At the end of a weekend tour in May, I hit one of Boston’s infamous potholes, head-on and fully loaded. I was lucky I didn’t go down as there was plenty of traffic at twilight. I knew on the spot (with my instantly flat tires) that the episode would set me back cash to replace a rim.
Some kids just hop on their bikes and dash all over without a care in the world. It seems each tour I go on, I get a little more cautious. I want my bike absolutely flawless starting out and I’m willing to pay for it. I figure extra cash on this side where it is prudent may make the trip smoother, leaving more time for biking and less time for slinking around remote villages looking bike bits.
The bike came out of the shop today. While I sit here drinking beer, I have to remind myself that even a fancy bike is cheaper than having a car. I like having bike confidence and I feel that Matt (a real hottie) and the folks at ATA Cycles had a grasp of what I was looking for when I said, “This bike needs to be bomb proof.”

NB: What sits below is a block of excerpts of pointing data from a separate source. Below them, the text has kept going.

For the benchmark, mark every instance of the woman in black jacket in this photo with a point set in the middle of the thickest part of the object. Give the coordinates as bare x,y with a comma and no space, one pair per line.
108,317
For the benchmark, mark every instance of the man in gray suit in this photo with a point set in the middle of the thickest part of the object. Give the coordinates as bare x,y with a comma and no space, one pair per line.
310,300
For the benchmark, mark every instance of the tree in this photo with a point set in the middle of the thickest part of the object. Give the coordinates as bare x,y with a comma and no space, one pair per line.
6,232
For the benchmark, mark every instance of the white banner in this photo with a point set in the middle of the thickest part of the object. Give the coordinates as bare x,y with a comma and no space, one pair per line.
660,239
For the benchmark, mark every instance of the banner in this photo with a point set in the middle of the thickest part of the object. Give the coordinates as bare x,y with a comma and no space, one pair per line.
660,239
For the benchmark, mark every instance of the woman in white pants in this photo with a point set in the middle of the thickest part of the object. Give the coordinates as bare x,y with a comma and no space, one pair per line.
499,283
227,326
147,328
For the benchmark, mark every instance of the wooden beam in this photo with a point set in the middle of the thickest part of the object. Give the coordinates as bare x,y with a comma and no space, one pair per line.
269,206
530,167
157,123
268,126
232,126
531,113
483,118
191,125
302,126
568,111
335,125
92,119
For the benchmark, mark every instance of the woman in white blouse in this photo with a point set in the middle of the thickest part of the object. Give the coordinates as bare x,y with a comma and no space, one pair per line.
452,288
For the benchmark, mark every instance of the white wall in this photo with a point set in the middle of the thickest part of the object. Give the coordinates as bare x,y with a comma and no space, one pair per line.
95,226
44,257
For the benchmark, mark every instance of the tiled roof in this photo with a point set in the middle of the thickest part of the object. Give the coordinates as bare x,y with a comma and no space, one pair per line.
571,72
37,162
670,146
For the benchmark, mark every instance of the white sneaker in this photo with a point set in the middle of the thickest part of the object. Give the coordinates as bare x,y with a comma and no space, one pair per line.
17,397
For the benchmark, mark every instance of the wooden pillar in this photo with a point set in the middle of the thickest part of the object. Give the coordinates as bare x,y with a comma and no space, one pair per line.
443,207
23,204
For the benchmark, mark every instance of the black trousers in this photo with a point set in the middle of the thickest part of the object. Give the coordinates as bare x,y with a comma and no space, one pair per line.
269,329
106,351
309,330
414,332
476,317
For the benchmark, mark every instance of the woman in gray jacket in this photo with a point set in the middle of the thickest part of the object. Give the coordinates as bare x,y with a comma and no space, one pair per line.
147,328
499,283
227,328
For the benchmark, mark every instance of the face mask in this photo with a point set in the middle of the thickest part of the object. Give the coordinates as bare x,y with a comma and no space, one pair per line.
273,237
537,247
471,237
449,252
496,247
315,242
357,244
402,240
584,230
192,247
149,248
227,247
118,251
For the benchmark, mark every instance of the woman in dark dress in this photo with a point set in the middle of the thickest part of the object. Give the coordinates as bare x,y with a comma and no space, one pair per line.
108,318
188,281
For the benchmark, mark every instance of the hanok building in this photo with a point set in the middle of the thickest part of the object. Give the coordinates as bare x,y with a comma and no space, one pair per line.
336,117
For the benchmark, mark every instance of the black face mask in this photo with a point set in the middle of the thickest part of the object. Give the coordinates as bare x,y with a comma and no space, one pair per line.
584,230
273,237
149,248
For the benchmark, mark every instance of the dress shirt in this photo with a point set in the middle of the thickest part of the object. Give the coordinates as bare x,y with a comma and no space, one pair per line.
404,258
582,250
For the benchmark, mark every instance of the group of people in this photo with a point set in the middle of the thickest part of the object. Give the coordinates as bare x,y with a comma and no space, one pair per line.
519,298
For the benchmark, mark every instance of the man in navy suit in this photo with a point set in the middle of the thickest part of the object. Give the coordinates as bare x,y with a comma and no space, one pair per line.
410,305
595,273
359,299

For you bike geeks out there, this is what $600 bought me. If you’ve got input on my choices, I’d love to hear it, because undoubtedly there are more potholes in my future and I’ll probably drop bank again before the next summer’s tour.
Here the deal:
I’m on my Rodriguez with their straight shop setup. It’s all Campagnolo components. When I bought it I did not know Campy had serious snob appeal and cred. But it’s expensive, not always available, and will probably not be on my next bike as I want to do things like bike in Mongolia. This bike is treating me well though, and the more time I’m on it, the better I like my life.
This is the new stuff:
Mavic CX233 Rims, 36 spokes. FRONT AND BACK. They look good.

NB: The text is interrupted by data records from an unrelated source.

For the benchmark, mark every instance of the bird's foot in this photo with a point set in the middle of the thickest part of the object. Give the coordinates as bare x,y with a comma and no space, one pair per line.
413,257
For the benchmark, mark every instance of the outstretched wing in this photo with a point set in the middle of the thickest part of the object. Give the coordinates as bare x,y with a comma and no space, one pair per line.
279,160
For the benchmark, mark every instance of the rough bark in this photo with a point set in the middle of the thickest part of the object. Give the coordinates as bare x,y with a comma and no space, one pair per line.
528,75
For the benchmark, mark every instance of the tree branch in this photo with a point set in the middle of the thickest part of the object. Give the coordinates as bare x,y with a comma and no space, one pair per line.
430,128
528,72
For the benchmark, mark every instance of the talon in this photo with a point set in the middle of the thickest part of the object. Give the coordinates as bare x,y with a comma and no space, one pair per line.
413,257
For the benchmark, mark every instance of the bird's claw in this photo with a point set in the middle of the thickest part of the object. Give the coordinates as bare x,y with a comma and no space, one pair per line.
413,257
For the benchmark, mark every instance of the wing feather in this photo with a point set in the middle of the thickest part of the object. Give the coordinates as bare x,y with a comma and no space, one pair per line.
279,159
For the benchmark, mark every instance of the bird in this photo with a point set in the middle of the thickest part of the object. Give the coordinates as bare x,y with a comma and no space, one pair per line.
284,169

Shimano DeoreXT hub for the front wheel. The Campy was slightly pitted (I knew this from repair class). They thought this would be better than the Shimano Ultegra for touring and the Campy had to be ordered.
Fizik gel tape. I’ve never replaced the cork. It was certainly time. I think I kind of regret this choice, because it is oddly ugly. I hate their stupid logo and had Matt replace the end tape with plain black before I left.
Aztec II brakes, front and back. One thing I greatly dislike is when bike shops change specs without asking. We agreed to put on the Kool-Stop Eagles, which I like. The back one was shot and the front was replaced by the shop that replaced my cassette earlier this the year with some random cheap crap (and that was the end of my going there). Why there is Aztec on my bike, I do not know. I read about them online. They are supposed to be great in wet conditions, but we were holding the Kool-Stops in my hand in the shop…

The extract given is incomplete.